When the Spanish colonizers reached Pampanga, a province in the northern part of the Philippines, the meeting between the East and the West meant an impact of the grafted civilization over the conquered people. Religious and cultural hybridization (Bhaba 1994) inevitably took place in Pampanga. Kapampangan verbal art modestly welcomed an alien counterpart and a cultural synthesis in a “liminal space” took place. What the Spaniards introduced—religious literature, metrical romances and the zarzuela—to advance their imperialistic cause pressed on the folk and blended naturally with the Kapampangan sensibility.
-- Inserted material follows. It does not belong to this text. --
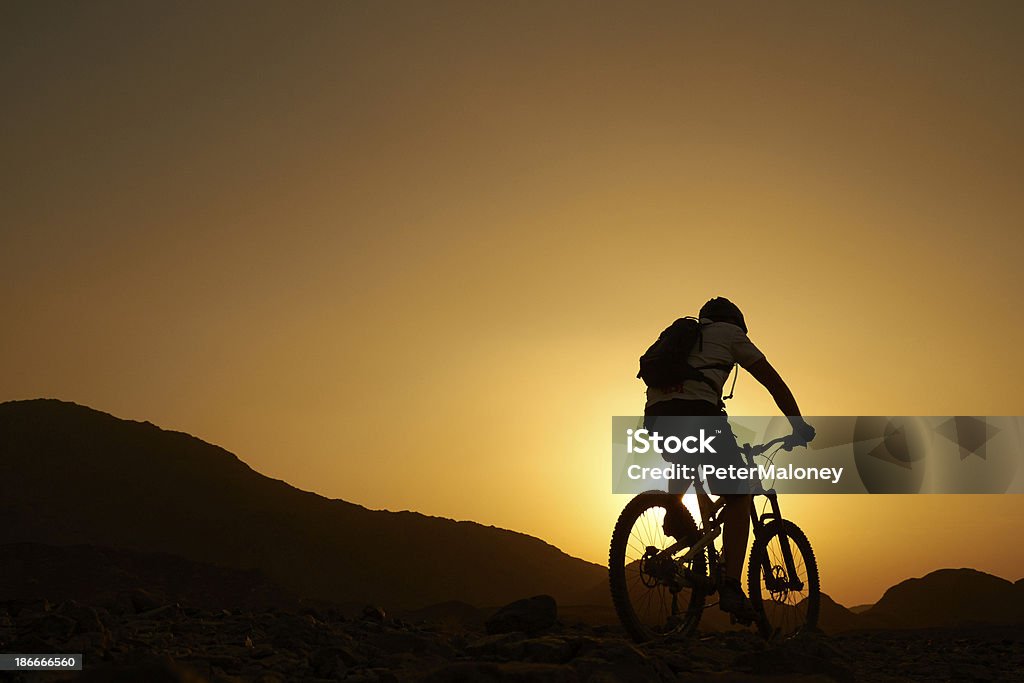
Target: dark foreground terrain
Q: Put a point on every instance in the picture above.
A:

Kapampangan literature took on a hybrid form that came to be an incitement for the movement of the province’s literary history. Mariano Proceso Pabalan Byron, a Kapampangan poet, was the first to domesticate the form and content of the zarzuela, a Spanish literary genre. He, together with other writers such as Crisostomo Soto, established a zarzuela tradition and produced masterpieces. The enthusiasm for the zarzuela lasted for decades even after World War II; poets like Jose Gallardo easily adopted the favorite literary genre of his predecessors. The genre was most welcome because its elements constituted their familiar world. The zarzuelas that were produced reveal the constant appropriation of the native values and beliefs in the foreign literary form.